According to Stump, it doesn’t matter.

“Once the disease is here, it doesn’t matter how it got here. It’s here, and it’s having an impact on the industry, and that’s what we’re trying to deal with.”

Seven locations have been confirmed as infected, Poke says: first in Lower Pittwater, and then successively in Upper Pittwater, Pipeclay Lagoon, Blackman Bay, Dunalley Bay, Great Bay on Bruny Island and, as of Friday morning, Little Swanport. According to Poke, the northern regions of the state currently remain unaffected.

“We’ve got sampling going on to establish the spread and the likely areas that will be affected,” Poke says. “Growers from the regions that remain unaffected so far can’t rest easy. It could spread through the whole state.”

Shane Buckley, owner of Wapengo Rocks oyster farm in Bermagui, says that the chain of events proves the importance of maintaining clean waterways.

“There’s got to be so much work done to ensure that the water in small estuaries up and down the coast is preserved,” says Buckley. “I can’t imagine what these guys are going through right now – waiting to see if they have a business or not. The whole system is an ecoysystem; every little critter out there influences what goes on. We’ve got to stay on top of it."

After an industry meeting on Friday, Poke says the government response is still unclear.

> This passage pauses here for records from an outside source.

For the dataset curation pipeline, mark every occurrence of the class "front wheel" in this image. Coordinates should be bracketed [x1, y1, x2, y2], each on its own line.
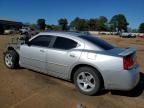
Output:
[4, 50, 19, 69]
[74, 67, 101, 95]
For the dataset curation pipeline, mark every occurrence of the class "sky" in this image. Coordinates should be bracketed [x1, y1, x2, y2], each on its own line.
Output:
[0, 0, 144, 28]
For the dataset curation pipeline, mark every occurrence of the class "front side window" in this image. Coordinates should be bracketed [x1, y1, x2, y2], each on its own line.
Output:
[53, 37, 77, 50]
[30, 35, 52, 47]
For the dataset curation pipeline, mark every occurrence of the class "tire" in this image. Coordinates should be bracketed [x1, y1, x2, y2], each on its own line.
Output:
[4, 50, 19, 69]
[74, 67, 102, 96]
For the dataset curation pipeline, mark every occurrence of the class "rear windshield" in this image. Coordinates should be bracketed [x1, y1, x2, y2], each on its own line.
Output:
[79, 35, 114, 50]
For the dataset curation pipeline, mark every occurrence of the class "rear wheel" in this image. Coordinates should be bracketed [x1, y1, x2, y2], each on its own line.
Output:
[74, 67, 101, 95]
[4, 50, 19, 69]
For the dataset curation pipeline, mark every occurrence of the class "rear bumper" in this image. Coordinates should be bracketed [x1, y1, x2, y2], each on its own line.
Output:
[107, 65, 140, 90]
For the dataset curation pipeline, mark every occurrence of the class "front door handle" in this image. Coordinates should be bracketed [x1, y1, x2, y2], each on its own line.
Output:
[70, 54, 76, 58]
[40, 49, 45, 53]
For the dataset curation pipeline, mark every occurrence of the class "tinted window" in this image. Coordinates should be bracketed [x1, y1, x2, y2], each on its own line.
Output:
[80, 35, 114, 50]
[31, 35, 52, 47]
[53, 37, 77, 50]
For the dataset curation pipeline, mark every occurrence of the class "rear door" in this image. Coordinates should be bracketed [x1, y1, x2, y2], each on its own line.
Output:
[20, 35, 52, 72]
[47, 37, 81, 78]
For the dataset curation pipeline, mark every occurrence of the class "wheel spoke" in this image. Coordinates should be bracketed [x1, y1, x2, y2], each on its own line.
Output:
[84, 83, 88, 89]
[81, 72, 86, 79]
[88, 82, 95, 88]
[87, 75, 94, 81]
[77, 79, 84, 84]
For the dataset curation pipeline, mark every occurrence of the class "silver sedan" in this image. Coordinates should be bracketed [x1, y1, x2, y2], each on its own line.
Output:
[4, 32, 139, 95]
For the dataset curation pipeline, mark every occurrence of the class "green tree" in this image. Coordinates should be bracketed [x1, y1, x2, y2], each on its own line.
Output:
[88, 18, 98, 31]
[96, 16, 108, 31]
[58, 18, 68, 31]
[110, 14, 129, 32]
[37, 19, 46, 30]
[139, 23, 144, 33]
[0, 25, 4, 34]
[70, 17, 88, 31]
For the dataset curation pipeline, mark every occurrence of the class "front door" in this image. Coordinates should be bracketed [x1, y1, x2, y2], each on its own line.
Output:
[20, 35, 52, 72]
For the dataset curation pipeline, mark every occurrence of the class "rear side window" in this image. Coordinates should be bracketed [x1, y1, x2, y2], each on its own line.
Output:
[53, 37, 77, 50]
[31, 35, 52, 47]
[79, 35, 114, 50]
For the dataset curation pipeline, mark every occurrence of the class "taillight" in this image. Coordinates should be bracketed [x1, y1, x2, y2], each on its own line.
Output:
[123, 56, 134, 70]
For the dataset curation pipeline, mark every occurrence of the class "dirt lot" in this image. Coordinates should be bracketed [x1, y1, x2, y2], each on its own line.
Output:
[0, 35, 144, 108]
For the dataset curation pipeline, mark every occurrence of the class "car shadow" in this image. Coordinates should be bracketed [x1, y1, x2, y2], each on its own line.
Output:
[110, 72, 144, 97]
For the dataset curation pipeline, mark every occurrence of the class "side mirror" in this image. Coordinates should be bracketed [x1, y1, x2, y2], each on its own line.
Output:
[25, 41, 31, 46]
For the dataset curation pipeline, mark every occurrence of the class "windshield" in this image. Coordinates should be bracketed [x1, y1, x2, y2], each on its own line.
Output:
[79, 35, 114, 50]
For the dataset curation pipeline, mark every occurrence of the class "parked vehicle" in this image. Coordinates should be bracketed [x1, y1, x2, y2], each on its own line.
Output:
[138, 34, 144, 38]
[120, 33, 136, 38]
[4, 32, 140, 95]
[19, 27, 30, 34]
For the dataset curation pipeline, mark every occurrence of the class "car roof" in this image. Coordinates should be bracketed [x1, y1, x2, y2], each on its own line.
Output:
[38, 31, 87, 37]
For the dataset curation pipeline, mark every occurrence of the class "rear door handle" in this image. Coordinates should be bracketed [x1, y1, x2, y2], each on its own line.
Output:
[40, 49, 45, 53]
[70, 54, 76, 58]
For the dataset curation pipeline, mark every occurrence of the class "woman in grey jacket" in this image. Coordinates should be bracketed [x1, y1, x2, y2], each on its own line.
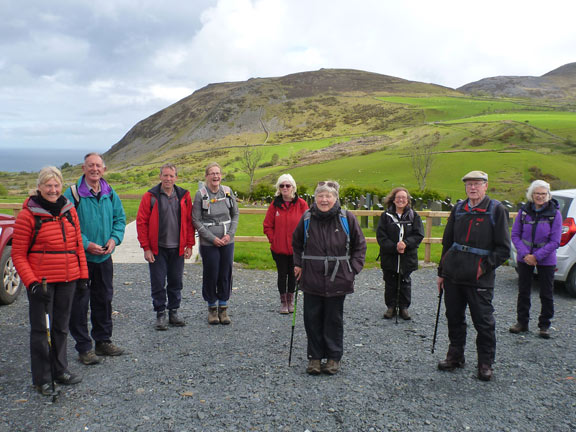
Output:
[292, 181, 366, 375]
[192, 162, 239, 324]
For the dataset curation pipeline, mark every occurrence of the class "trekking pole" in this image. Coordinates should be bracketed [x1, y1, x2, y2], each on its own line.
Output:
[432, 289, 444, 354]
[42, 278, 58, 402]
[394, 228, 404, 324]
[394, 254, 402, 324]
[288, 282, 300, 366]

“The whole situation is going to take some time to play out, so the industry will be in negotiations with the government for assistance,” he says. “It’s just too early to say what shape it will take.”

The virus does not affect humans and it is still too early to determine exactly how the outbreak will affect the price or accessibility of oysters. South Australian Pacific oysters have been given the all clear.

The biggest question remains how, and if, oyster farmers – considering the 18-months to two-year cycle for oyster production – will be able to get back on their feet.

“For producers to really get back on their feet, it’s going to be at least a couple of years down the track,” says Zippel. “This is not only affecting this year’s production; it’s also affecting next year’s production and the year after that.”